The council also approved an ordinance increasing the adoption fee at the shelter from $75 to $85.

According to the Florence-Lauderdale Animal Shelter director Vinny Grosso, it costs about $70 to prepare an animal for adoption, which includes vaccinations.

A third pet ordinance failed to receive unanimous approval and will be decided during the Nov. 3 meeting. That would have allowed set allocation of funds from pet registration fees.

District 4 councilman Barry Morris wants clarification from Grosso on how, exactly, they will use the funds.

All city residents who own a dog or cat are required to pay an annual or a lifetime fee for their pets.

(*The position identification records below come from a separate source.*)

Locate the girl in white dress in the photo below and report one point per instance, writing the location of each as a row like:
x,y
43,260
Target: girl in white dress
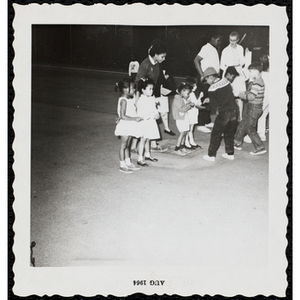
x,y
192,114
181,106
147,111
128,124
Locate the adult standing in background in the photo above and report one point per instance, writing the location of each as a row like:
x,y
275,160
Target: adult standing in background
x,y
233,56
208,57
151,68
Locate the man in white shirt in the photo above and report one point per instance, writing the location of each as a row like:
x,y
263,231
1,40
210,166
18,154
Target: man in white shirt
x,y
207,57
233,56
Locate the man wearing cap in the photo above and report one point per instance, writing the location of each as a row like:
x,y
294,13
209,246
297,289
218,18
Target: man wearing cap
x,y
233,55
207,57
223,101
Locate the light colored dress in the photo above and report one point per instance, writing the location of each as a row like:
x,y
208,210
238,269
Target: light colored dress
x,y
193,112
146,109
126,127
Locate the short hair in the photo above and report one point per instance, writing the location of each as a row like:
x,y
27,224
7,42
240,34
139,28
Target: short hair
x,y
235,33
215,35
231,70
184,86
191,81
158,47
124,84
256,66
143,83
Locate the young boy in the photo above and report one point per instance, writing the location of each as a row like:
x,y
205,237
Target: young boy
x,y
253,98
222,100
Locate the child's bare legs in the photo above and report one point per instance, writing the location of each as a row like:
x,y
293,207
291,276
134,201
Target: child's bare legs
x,y
144,146
134,144
190,135
165,119
181,139
124,151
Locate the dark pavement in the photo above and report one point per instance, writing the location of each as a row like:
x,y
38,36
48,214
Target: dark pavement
x,y
179,210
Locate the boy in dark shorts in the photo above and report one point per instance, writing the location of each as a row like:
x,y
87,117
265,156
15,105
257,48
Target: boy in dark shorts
x,y
253,97
223,101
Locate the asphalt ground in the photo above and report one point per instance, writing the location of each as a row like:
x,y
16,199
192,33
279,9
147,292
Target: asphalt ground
x,y
179,210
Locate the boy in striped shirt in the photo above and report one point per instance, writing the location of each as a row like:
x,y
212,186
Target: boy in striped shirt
x,y
253,97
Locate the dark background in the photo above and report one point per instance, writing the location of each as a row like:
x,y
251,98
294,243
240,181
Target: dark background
x,y
112,47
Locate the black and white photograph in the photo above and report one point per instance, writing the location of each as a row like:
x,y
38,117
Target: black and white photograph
x,y
150,149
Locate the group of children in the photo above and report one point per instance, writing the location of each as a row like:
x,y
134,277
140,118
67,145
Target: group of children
x,y
138,115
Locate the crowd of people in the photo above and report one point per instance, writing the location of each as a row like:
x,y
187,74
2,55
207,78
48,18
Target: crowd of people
x,y
230,85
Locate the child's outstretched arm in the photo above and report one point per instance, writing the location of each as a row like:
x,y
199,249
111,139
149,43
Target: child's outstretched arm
x,y
123,113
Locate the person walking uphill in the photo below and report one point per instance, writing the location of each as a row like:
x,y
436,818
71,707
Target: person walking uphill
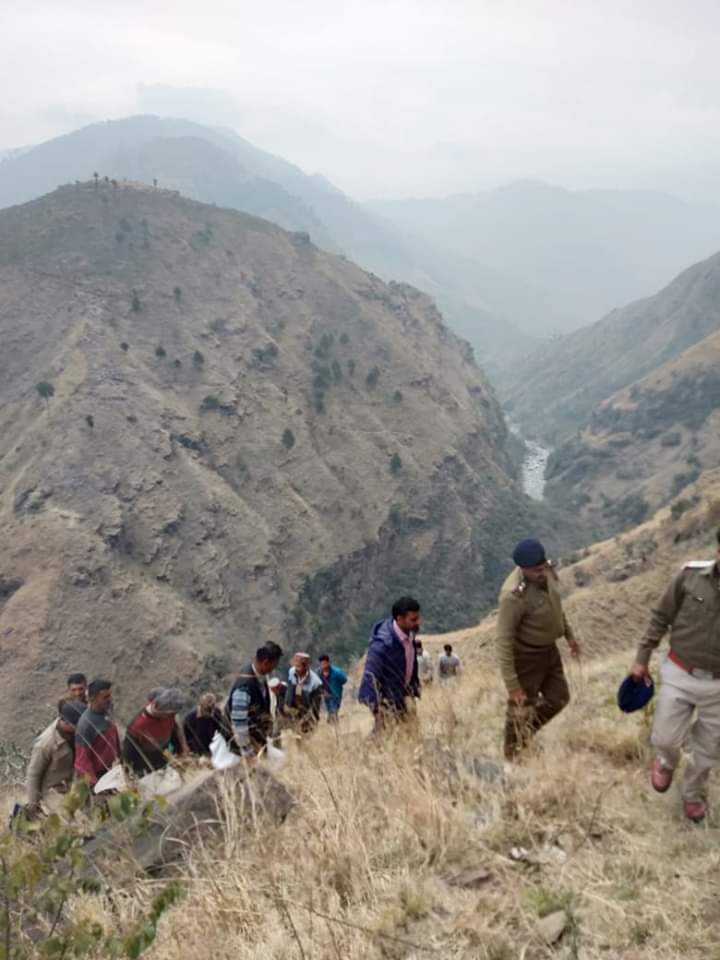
x,y
391,669
530,621
687,710
333,680
146,743
97,742
303,695
248,716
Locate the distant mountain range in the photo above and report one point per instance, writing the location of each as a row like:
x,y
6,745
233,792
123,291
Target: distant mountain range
x,y
577,253
631,403
214,433
218,166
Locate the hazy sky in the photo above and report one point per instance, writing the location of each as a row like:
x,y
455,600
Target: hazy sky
x,y
393,96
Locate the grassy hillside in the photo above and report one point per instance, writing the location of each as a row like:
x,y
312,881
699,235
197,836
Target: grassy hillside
x,y
644,445
425,844
554,391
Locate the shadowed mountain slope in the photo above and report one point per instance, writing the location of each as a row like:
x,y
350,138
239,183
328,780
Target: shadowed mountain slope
x,y
214,434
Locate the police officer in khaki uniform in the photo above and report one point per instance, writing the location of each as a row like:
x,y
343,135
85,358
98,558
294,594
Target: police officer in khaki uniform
x,y
530,621
690,688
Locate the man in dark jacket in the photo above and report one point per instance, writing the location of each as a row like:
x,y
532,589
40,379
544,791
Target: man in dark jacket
x,y
391,671
248,717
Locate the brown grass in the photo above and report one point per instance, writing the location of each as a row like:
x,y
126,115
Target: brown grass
x,y
368,864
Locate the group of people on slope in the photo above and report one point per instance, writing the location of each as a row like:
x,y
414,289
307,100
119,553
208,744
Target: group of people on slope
x,y
531,620
84,742
84,738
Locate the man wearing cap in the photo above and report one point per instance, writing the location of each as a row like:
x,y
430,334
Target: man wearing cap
x,y
53,756
148,736
530,622
303,696
688,704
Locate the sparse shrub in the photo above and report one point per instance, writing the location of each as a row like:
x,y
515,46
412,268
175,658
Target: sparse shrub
x,y
44,865
682,480
45,390
581,576
323,377
372,378
680,506
212,403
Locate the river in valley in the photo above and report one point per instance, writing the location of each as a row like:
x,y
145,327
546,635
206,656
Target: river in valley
x,y
533,466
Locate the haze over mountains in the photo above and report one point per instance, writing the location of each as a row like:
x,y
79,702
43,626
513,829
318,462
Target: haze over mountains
x,y
581,253
633,407
508,267
245,438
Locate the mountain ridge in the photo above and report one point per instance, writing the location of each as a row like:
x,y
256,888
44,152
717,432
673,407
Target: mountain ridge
x,y
247,438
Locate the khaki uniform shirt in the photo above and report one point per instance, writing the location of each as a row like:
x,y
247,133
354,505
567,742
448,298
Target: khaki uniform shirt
x,y
690,609
529,615
51,764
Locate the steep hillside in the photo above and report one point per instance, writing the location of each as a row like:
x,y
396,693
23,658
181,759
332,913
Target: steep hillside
x,y
426,843
213,433
645,444
218,166
553,391
581,252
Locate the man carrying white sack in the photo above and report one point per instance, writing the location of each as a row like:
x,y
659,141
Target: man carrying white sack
x,y
688,705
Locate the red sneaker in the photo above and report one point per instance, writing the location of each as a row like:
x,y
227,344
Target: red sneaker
x,y
661,776
695,810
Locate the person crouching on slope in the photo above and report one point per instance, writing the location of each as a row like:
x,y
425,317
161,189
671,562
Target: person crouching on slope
x,y
303,696
391,670
148,736
688,703
530,621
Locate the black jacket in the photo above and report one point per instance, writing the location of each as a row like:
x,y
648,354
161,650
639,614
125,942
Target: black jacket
x,y
247,712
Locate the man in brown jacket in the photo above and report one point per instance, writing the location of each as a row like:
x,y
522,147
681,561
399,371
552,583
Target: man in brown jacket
x,y
53,757
688,704
530,621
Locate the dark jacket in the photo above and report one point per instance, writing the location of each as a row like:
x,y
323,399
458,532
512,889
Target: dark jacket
x,y
247,712
199,730
383,683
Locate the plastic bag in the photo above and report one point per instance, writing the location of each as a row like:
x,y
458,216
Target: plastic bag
x,y
220,753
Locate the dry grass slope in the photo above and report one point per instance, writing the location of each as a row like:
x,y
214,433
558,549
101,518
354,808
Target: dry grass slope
x,y
402,849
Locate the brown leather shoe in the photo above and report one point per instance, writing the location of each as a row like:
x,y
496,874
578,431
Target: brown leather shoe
x,y
695,810
661,776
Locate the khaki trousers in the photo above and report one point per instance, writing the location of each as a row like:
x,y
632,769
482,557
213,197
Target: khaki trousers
x,y
687,714
541,675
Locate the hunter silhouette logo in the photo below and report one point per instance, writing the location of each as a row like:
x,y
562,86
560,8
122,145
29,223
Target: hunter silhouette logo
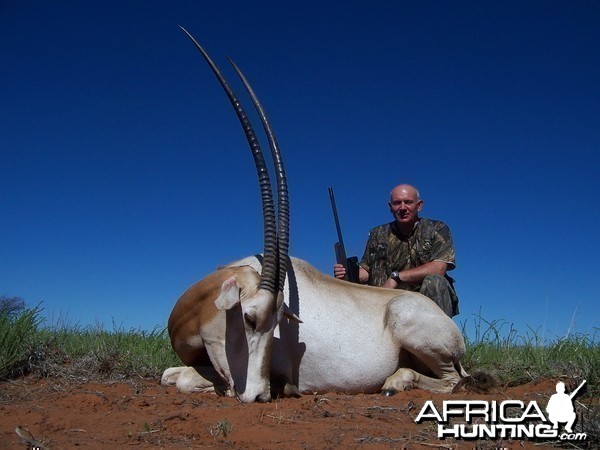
x,y
512,419
560,407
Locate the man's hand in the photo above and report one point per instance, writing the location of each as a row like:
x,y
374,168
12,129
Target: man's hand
x,y
339,271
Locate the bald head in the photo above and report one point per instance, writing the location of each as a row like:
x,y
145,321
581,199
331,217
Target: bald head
x,y
405,205
406,189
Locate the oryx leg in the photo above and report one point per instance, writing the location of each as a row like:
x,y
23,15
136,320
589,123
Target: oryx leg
x,y
189,379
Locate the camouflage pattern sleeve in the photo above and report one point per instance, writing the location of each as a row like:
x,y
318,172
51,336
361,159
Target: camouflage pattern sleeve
x,y
442,246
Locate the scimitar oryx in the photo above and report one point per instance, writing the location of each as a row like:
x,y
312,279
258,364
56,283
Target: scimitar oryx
x,y
238,330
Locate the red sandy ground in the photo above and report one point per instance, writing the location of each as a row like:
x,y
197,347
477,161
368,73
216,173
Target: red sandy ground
x,y
143,414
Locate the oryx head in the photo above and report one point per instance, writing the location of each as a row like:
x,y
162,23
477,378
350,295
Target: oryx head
x,y
253,304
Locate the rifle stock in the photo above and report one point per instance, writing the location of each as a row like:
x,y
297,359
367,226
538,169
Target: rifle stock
x,y
350,264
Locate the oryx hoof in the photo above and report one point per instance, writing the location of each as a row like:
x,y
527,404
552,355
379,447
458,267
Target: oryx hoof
x,y
389,392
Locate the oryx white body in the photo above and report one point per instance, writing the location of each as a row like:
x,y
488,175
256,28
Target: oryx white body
x,y
352,339
237,330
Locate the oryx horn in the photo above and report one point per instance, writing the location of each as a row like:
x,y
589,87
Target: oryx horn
x,y
269,275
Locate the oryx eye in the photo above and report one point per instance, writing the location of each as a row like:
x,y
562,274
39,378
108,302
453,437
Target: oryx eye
x,y
251,321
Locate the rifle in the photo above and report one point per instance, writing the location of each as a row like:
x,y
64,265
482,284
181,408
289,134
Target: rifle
x,y
350,264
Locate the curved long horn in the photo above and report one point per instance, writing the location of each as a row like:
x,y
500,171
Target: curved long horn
x,y
283,204
268,277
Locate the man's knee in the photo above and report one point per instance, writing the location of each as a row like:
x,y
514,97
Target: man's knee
x,y
439,289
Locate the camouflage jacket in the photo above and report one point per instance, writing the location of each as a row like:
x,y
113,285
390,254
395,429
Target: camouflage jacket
x,y
388,251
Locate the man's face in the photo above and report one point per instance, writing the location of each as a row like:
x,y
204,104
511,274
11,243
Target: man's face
x,y
405,205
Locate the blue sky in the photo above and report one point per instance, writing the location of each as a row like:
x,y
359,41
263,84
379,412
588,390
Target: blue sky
x,y
125,176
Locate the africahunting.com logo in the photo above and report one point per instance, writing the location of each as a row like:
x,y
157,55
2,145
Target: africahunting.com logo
x,y
508,419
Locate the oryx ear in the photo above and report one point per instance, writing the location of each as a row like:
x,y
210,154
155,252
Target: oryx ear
x,y
289,314
229,296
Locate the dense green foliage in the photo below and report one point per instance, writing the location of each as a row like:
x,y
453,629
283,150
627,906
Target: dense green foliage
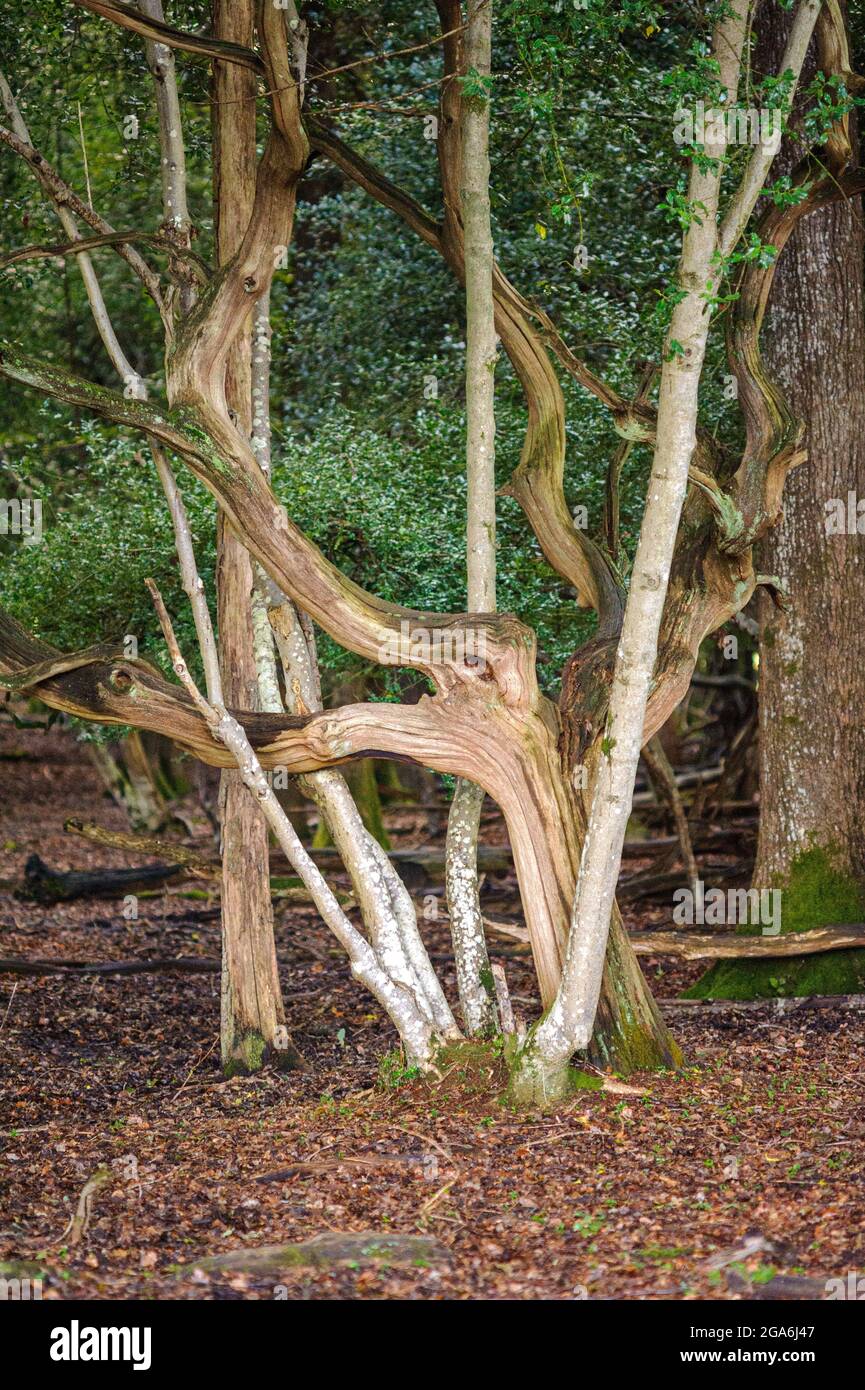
x,y
367,321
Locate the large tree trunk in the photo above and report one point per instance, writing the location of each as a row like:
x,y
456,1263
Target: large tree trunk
x,y
252,1015
812,655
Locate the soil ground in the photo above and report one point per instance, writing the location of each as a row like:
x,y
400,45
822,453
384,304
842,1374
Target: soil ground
x,y
750,1158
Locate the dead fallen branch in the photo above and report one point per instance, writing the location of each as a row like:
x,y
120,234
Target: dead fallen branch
x,y
687,945
49,886
193,862
330,1248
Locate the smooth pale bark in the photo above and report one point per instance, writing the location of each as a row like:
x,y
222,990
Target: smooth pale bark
x,y
473,973
568,1027
385,905
399,1005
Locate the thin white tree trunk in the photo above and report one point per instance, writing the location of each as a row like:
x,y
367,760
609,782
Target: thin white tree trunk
x,y
543,1070
397,1001
473,975
387,909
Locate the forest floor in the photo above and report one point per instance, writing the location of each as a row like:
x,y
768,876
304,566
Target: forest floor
x,y
704,1183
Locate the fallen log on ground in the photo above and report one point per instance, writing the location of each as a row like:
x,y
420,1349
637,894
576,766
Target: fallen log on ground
x,y
687,945
49,886
195,863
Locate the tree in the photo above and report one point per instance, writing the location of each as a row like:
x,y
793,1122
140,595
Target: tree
x,y
488,722
812,647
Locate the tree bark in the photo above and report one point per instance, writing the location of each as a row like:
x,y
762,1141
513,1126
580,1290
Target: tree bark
x,y
252,1014
812,652
473,973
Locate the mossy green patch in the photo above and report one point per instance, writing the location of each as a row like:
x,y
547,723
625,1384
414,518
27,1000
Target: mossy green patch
x,y
817,893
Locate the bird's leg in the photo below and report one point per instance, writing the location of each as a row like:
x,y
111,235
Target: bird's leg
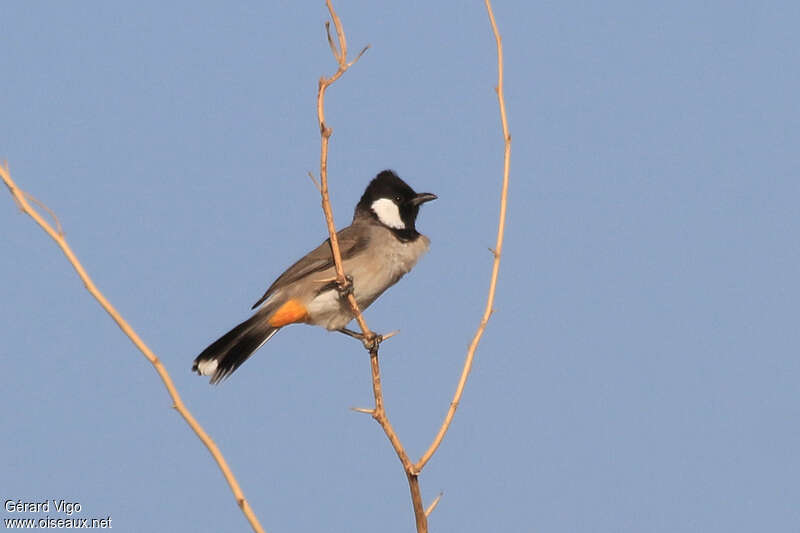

Morris said the council’s original intent for money generated by the registration fee was to pay for spay and neuter programs for low-income city residents, and to create a trap, neuter and release program for feral cats.

But alterations by the council’s Public Safety Committee a week ago seem to contradict the intent.

Grosso wrote that he intended to spend the money, with 50 percent to go to supplement the cost of adopting pets, 25 percent to supplement a proposed low-income spay and neuter assistance program, and 25 percent to be used for the trap, neuter and release program.

However, Grosso would not be held by council members to adhere to that spending.

City attorney Bill Musgrove said if changes in allocations were needed, then the city code would have to be amended.